Syrian government warplanes resumed their bombardment of a rebel-held valley near Damascus on Sunday after nearly 24 hours with no air raids, a rebel official and monitors said, during the third day of a fragile ceasefire.
The truce deal, brokered by Russia and Turkey which back opposing sides in the conflict and welcomed unanimously by the United Nations Security Council, has been repeatedly violated since it began, with warring sides trading the blame.
Rebels on Saturday warned they would abandon the truce if the government side continued to violate it, asking the Russians, who support President Bashar al-Assad, to rein in army and militia attacks in the valley by 8:00 p.m.
Bombardments ceased before that time - although some clashes continued - but began again late on Sunday.
It was not immediately clear if the rebels would abandon the truce as a result.
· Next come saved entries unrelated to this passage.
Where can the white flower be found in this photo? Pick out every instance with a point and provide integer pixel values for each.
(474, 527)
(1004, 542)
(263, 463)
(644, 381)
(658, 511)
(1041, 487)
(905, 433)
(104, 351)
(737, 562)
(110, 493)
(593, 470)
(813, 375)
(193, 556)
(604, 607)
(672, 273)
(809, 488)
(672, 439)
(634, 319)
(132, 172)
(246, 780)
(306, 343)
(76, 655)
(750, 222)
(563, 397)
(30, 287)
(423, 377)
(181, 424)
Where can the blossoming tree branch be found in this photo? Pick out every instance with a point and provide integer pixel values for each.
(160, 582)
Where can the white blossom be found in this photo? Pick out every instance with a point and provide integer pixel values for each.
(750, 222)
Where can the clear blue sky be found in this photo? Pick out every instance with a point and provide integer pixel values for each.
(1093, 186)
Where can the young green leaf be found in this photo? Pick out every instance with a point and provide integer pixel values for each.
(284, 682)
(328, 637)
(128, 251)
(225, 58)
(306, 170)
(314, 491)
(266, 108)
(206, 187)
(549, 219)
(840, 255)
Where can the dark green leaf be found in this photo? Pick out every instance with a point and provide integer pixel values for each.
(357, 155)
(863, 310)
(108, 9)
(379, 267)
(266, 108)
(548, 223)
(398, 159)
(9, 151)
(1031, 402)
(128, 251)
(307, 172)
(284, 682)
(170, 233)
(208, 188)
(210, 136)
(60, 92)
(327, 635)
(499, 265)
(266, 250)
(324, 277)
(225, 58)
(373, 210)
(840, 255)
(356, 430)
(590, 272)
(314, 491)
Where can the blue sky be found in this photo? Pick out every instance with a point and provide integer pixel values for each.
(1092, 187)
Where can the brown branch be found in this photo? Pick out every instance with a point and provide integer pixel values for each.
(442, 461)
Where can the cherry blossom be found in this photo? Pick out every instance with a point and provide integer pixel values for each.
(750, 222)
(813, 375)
Like previous Syria ceasefire deals, it has been shaky from the start with repeated outbreaks of violence in some areas, but has largely held elsewhere.
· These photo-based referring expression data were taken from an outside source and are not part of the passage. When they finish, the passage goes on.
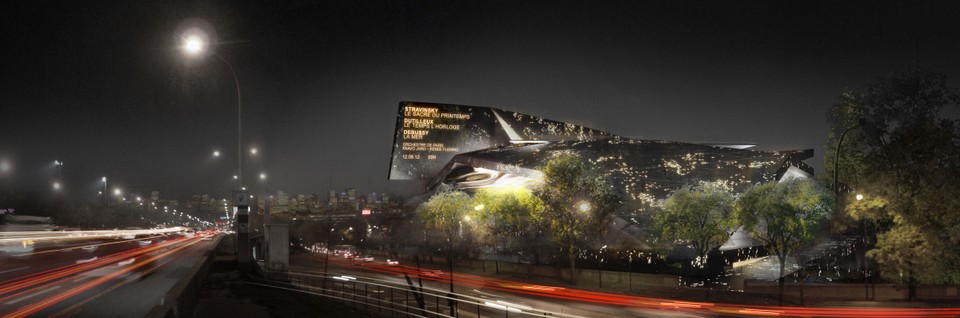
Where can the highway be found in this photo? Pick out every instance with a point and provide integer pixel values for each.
(570, 302)
(102, 274)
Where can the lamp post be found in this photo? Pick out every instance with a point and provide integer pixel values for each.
(103, 194)
(194, 46)
(863, 223)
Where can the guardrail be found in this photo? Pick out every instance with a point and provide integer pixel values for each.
(184, 296)
(397, 300)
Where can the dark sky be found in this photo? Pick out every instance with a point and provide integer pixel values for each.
(102, 86)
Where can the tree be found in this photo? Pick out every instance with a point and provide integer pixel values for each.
(444, 214)
(505, 217)
(904, 154)
(783, 216)
(578, 201)
(698, 214)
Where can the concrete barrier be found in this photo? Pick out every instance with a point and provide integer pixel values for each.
(183, 297)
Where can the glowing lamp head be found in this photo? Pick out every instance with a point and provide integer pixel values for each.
(194, 45)
(584, 206)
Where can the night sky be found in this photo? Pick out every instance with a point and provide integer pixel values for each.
(102, 85)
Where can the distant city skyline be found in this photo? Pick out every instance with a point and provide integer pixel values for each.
(104, 88)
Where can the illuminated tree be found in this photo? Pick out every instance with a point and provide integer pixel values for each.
(783, 216)
(504, 216)
(444, 214)
(698, 214)
(578, 201)
(902, 155)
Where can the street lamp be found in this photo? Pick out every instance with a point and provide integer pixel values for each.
(59, 165)
(195, 43)
(103, 194)
(584, 206)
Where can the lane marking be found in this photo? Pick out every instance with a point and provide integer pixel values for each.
(82, 278)
(14, 270)
(32, 295)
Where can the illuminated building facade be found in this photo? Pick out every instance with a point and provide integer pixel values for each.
(471, 147)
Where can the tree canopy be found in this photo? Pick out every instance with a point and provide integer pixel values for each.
(578, 200)
(903, 156)
(698, 214)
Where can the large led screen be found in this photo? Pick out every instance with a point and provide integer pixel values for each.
(428, 135)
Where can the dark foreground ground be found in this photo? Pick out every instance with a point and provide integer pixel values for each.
(225, 293)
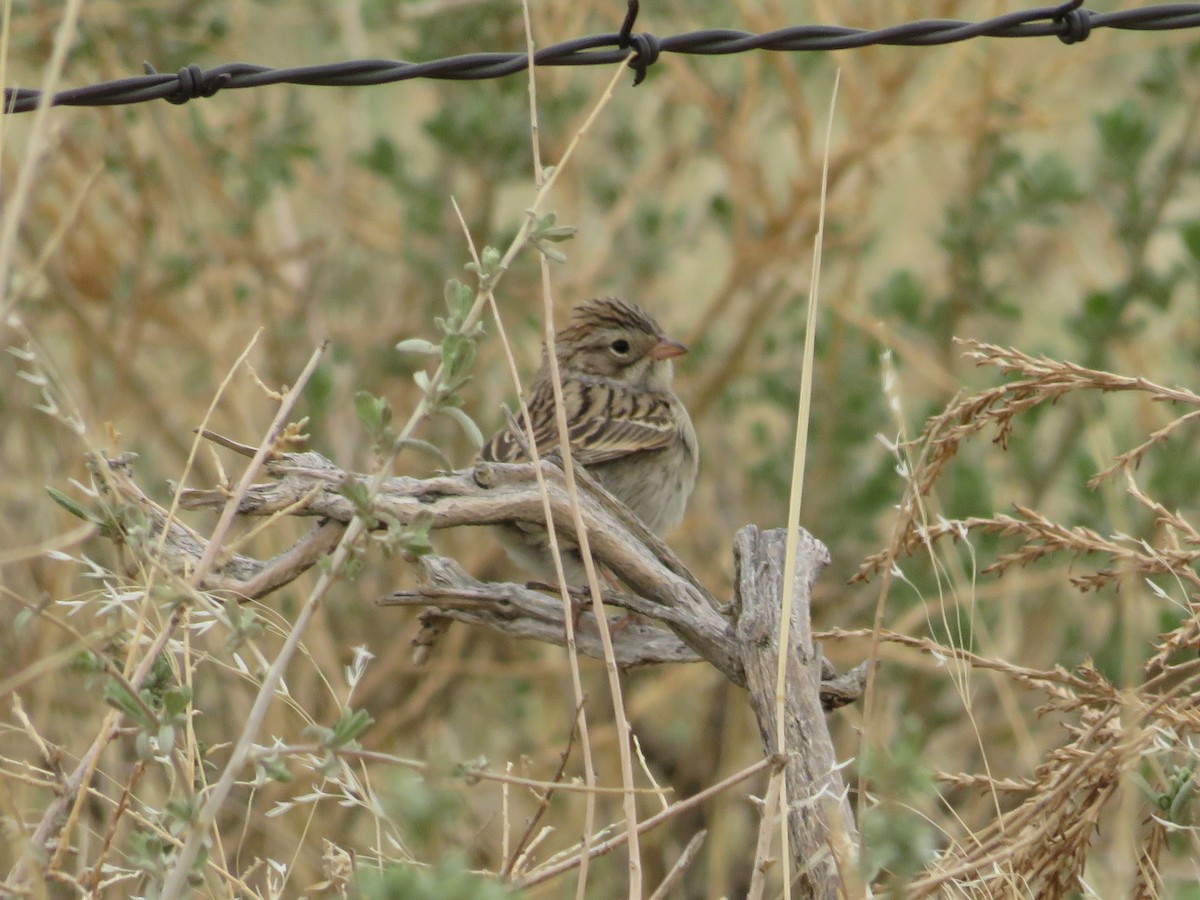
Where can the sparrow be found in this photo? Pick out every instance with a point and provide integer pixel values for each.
(624, 421)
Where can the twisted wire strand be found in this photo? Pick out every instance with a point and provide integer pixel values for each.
(1069, 22)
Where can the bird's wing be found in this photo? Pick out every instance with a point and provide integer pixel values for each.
(606, 423)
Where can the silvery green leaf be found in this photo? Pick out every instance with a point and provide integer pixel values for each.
(419, 345)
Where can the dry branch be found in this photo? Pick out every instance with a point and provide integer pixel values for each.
(687, 623)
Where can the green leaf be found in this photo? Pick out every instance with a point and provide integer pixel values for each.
(118, 696)
(419, 345)
(351, 726)
(1189, 232)
(175, 700)
(457, 354)
(373, 412)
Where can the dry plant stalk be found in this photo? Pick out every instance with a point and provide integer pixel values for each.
(689, 624)
(1039, 847)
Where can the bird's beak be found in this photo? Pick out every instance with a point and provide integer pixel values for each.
(666, 348)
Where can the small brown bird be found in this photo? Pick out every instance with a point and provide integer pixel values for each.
(627, 426)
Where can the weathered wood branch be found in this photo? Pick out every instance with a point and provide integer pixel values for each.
(687, 624)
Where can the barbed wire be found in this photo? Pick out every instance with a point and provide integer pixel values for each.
(1069, 22)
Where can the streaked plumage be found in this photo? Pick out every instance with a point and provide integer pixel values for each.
(625, 425)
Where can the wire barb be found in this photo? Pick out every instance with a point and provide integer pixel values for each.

The raids hit areas of Wadi Barada, where government forces and their allies launched an operation more than a week ago, a spokesman for the Jaish al-Nasr rebel group and the British-based Syrian Observatory for Human Rights said.
There was a "fierce attack and attempt by Assad and Shi'ite militias to raid Wadi Barada" from nearby hills, the rebel spokesman, Mohammed Rasheed, said.